慎貴人がいつ、どのような経緯で乾隆帝の後宮に迎えられたのかは不明である。
雍正13年(1735年)9月24日、即位したばかりの乾隆帝は詔を下し、高氏側福晋を貴妃に、那拉氏側福晋を妃に、蘇氏と黄氏の格格を嬪に、金氏の格格を貴人に、海氏と陳氏の格格を常在に封じたが、この中に慎貴人の名はなかった。これは、彼女が乾隆帝の即位前、潜邸時代の侍妾ではなかったことを示している。

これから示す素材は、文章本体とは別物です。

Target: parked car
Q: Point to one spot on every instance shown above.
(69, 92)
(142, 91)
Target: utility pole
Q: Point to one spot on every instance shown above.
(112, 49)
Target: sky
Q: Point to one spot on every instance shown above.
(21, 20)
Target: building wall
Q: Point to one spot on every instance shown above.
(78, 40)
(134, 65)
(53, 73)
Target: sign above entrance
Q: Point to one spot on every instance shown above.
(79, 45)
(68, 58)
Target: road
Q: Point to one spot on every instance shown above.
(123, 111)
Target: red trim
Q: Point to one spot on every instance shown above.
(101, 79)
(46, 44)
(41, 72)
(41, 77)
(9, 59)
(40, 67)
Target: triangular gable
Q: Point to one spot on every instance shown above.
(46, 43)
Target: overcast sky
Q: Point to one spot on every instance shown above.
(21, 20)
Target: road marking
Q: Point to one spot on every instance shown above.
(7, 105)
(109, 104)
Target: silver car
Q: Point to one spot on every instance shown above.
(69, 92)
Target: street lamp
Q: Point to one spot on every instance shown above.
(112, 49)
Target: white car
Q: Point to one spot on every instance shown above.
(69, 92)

乾隆2年(1737年)11月24日、乾隆帝は後宮にいる2名の常在を貴人に昇格させるよう命じたが、その中に慎貴人が含まれていたかは不明である。現代の研究者・王冕森によると、海常在と陳常在は同年5月11日(一説には5月12日)にすでに貴人に昇格していたため、11月24日に昇格した2名の常在は、乾隆帝即位後に後宮に迎えられた怡嬪柏氏と秀貴人であった可能性がある。しかし、この推測にはさらなる考証が必要である。
遅くとも乾隆13年(1748年)1月には、宮中に慎貴人の名が確認されている。
乾隆42年(1777年)9月9日、慎貴人は薨去し、同日中に金棺に納められた。その後、静安荘に一時的に安置され、同年9月20日、裕陵妃園寢に正式に埋葬された。